La sodomie sauvera-t-elle le monde ? Rien n’est moins sûr. La vérité non plus. Les vingt-deux grandes affiches noir et blanc que Son Excellence Otto a exposé en 2011 au Musée de l’érotisme, à Paris, n’ont déclenché à l’époque aucun scandale. La subversion peut s’étaler publiquement, tant qu’il n’y a rien à acheter les imbéciles se réfugient dans l’indifférence bête. On les mène par le bout du nez avec une facilité déconcertante. Encore un fiasco (titre choisi pour cette exposition) de Son Excellence Otto qui avait alors accepté de s’adresser aux foules par le biais de réclames aux airs délicieusement rétros – nous devrions écrire vintage.  Normalement tout ce qui « fait » ancien appelle une tendre nostalgie.
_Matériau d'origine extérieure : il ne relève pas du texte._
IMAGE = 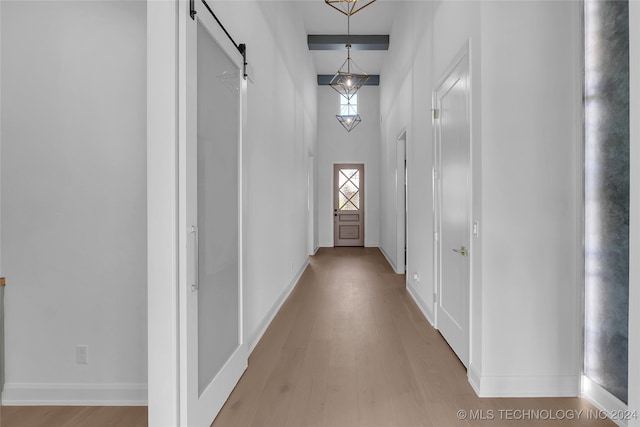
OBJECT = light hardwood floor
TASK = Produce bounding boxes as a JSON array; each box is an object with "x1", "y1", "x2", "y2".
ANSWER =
[{"x1": 2, "y1": 248, "x2": 614, "y2": 427}]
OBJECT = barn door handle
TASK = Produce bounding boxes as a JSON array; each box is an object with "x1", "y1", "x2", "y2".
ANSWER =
[
  {"x1": 189, "y1": 225, "x2": 200, "y2": 292},
  {"x1": 451, "y1": 246, "x2": 469, "y2": 256}
]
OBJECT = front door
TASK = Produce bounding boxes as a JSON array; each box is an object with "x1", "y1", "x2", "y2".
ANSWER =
[
  {"x1": 179, "y1": 1, "x2": 247, "y2": 427},
  {"x1": 333, "y1": 164, "x2": 364, "y2": 246},
  {"x1": 434, "y1": 49, "x2": 471, "y2": 366}
]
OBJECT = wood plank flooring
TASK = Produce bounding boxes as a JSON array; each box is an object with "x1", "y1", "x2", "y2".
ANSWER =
[
  {"x1": 212, "y1": 248, "x2": 614, "y2": 427},
  {"x1": 1, "y1": 248, "x2": 614, "y2": 427}
]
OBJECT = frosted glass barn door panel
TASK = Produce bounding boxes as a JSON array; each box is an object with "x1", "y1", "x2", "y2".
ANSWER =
[{"x1": 180, "y1": 2, "x2": 247, "y2": 427}]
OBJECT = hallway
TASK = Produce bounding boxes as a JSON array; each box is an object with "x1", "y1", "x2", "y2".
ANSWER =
[{"x1": 213, "y1": 248, "x2": 614, "y2": 427}]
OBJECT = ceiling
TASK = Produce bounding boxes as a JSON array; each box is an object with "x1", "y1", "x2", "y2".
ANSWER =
[{"x1": 296, "y1": 0, "x2": 398, "y2": 74}]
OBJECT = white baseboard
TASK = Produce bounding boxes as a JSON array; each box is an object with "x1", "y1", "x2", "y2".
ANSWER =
[
  {"x1": 469, "y1": 368, "x2": 580, "y2": 397},
  {"x1": 247, "y1": 258, "x2": 309, "y2": 354},
  {"x1": 407, "y1": 283, "x2": 435, "y2": 328},
  {"x1": 2, "y1": 383, "x2": 147, "y2": 406},
  {"x1": 379, "y1": 246, "x2": 404, "y2": 273},
  {"x1": 581, "y1": 375, "x2": 628, "y2": 427},
  {"x1": 467, "y1": 363, "x2": 481, "y2": 396}
]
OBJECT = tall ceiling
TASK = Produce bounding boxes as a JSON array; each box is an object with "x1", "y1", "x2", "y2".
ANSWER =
[{"x1": 296, "y1": 0, "x2": 400, "y2": 74}]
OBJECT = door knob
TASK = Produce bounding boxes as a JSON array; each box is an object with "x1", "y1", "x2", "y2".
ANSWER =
[{"x1": 451, "y1": 246, "x2": 469, "y2": 256}]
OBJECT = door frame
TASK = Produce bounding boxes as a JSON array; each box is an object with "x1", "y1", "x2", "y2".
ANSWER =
[
  {"x1": 330, "y1": 161, "x2": 367, "y2": 247},
  {"x1": 147, "y1": 0, "x2": 250, "y2": 426},
  {"x1": 394, "y1": 128, "x2": 408, "y2": 274},
  {"x1": 431, "y1": 40, "x2": 475, "y2": 369},
  {"x1": 178, "y1": 1, "x2": 248, "y2": 426}
]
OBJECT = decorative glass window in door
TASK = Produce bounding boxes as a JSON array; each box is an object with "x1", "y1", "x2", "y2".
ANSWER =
[{"x1": 338, "y1": 169, "x2": 360, "y2": 211}]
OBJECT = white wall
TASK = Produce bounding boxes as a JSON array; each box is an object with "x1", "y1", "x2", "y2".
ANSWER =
[
  {"x1": 627, "y1": 1, "x2": 640, "y2": 427},
  {"x1": 476, "y1": 2, "x2": 583, "y2": 395},
  {"x1": 316, "y1": 86, "x2": 380, "y2": 247},
  {"x1": 205, "y1": 1, "x2": 317, "y2": 349},
  {"x1": 381, "y1": 1, "x2": 582, "y2": 396},
  {"x1": 1, "y1": 1, "x2": 147, "y2": 404}
]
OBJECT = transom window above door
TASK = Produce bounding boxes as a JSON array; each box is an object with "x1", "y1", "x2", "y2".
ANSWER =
[{"x1": 340, "y1": 94, "x2": 358, "y2": 116}]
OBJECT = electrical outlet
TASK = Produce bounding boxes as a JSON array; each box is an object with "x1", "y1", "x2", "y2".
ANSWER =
[{"x1": 76, "y1": 345, "x2": 89, "y2": 365}]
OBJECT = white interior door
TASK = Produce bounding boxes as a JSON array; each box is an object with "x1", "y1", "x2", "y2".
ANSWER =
[
  {"x1": 179, "y1": 1, "x2": 247, "y2": 427},
  {"x1": 434, "y1": 50, "x2": 471, "y2": 366}
]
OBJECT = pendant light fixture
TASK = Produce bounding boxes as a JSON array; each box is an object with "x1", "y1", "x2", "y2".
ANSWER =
[
  {"x1": 324, "y1": 0, "x2": 376, "y2": 16},
  {"x1": 329, "y1": 15, "x2": 369, "y2": 100}
]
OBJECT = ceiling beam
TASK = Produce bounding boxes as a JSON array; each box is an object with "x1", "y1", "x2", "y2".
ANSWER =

Le passé radieux monté en épingle ressemble aux promesses de lendemains qui chantent.
Normalement.
Ces placards, imitant à la perfection de désuètes publicités, vantent autant de desseins qui n’ont jamais vu le jour, on s’en doute : une féerie des eaux usées, un festival international du film de bestialité, un projet de bordel pour nécrophiles, des tripes « prétendument » humaines, un roman pour la jeunesse (Les Pitoyables aventures de Vaginette et Vaginet), une revue intitulée Anus mon ami… Elles sont toutes reproduites dans Une indécence française, élégant ouvrage toilé plein de photos indescriptibles, que Son Excellence Otto lui-même n’hésite pas à qualifier de bible de Nova Sodomia, dictature virtuelle qu’il dirige d’une main.
Doit-on présenter Son Excellence Otto ? Il suffit de taper son nom sur un moteur de recherche pour que son inquiétante présence s’affiche : un air sévère, un lorgnon, une fine moustache, de courts cheveux gominés et impeccablement lissés en arrière, il apparaît sanglé dans son uniforme noir, une cravache à la main. Pourtant, comme ses réclames dégoûtantes, Son Excellence Otto n’existe que dans l’imagination de son créateur qui préfère rester dans l’ombre. Né officiellement en 1896, de parents qu’il n’a pas reconnus, il ne fait pas son âge. C’est un personnage sui generis. Une caricature. Un héros de fiction. Comme Tintin ou le président du CSA. « Le grand drame de ma vie c’est de n’avoir pas réussi à influer le cours de l’histoire et que l’histoire n’ait pas retenu mon nom. » N’importe qui pourrait dire ça. Mais tout le monde n’est pas n’importe qui. C’est un ectoplasme empanaché s’efforçant de maintenir un semblant d’ordre dans sa tenue alors que sa vie est un fiasco. On pense aux bourgeois. Son rêve : envahir le Vatican et Monaco et raser le Luxembourg où il bâtirait un grand parc à la place. Qui n’y souscrirait pas ? Son Excellence Otto est un tyran dérisoire. Un potentat sans pouvoir. Appelons ça un oxymore.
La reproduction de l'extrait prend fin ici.